Complices des crimes de guerre et contre l'humanité ?
Les entreprises qui vendent des armes peuvent-elles être complices des crimes de guerre et crimes contre l'humanité commis par leurs clients ? « Oui », estime aussi Cannelle Lavite, du Centre européen pour les droits constitutionnels et les droits de l'homme (ECCHR). « Les entreprises ont leur propre responsabilité de faire leur évaluation des risques et elles font du commerce avec l’Arabie saoudite et les Émirats arabes unis depuis des années, ce sont leurs partenaires privilégiés, dit-elle. Donc, on peut raisonnablement s’attendre à ce qu’elles aient eu connaissance de tous ces rapports abondants et constants internationaux qui documentent les violations de la coalition au Yémen systématique. Elles ne devraient plus ignorer à ce jour que leurs exportations peuvent mener à une responsabilité éventuellement pénale. »
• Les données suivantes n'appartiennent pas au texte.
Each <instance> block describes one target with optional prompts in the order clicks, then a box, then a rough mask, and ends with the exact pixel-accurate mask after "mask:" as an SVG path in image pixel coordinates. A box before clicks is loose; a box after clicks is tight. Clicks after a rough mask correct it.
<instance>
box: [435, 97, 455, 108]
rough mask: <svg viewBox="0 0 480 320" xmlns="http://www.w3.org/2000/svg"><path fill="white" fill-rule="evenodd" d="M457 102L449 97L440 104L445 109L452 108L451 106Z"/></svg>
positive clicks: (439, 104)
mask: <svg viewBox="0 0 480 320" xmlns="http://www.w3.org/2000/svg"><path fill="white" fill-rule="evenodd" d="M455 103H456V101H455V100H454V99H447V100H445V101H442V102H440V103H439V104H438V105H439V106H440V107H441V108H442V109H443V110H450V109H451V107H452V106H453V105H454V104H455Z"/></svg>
Ce que l’on sait aussi, estiment les ONG, c’est que « les frappes aériennes de la coalition, depuis 2015, c’est la cause majeure de décès civils et que pour faire des frappes aériennes, il faut des avions, des bombes et des pods de désignation. Donc, en exportant tous ces matériels à la coalition, ces entreprises ont peut-être facilité la commission de ces crimes de guerre ou potentiels crimes contre l’humanité également, donc ça, ça pourrait se traduire en complicité ».
Les ONG qui portent plainte attendent désormais l'ouverture d'une enquête par la justice française. La trêve entre la rébellion des Houthis et les forces gouvernementales a été reconduite au Yémen. Elle est entrée en vigueur le 2 avril dernier. Un cessez-le-feu qui intervient après 7 années de guerre.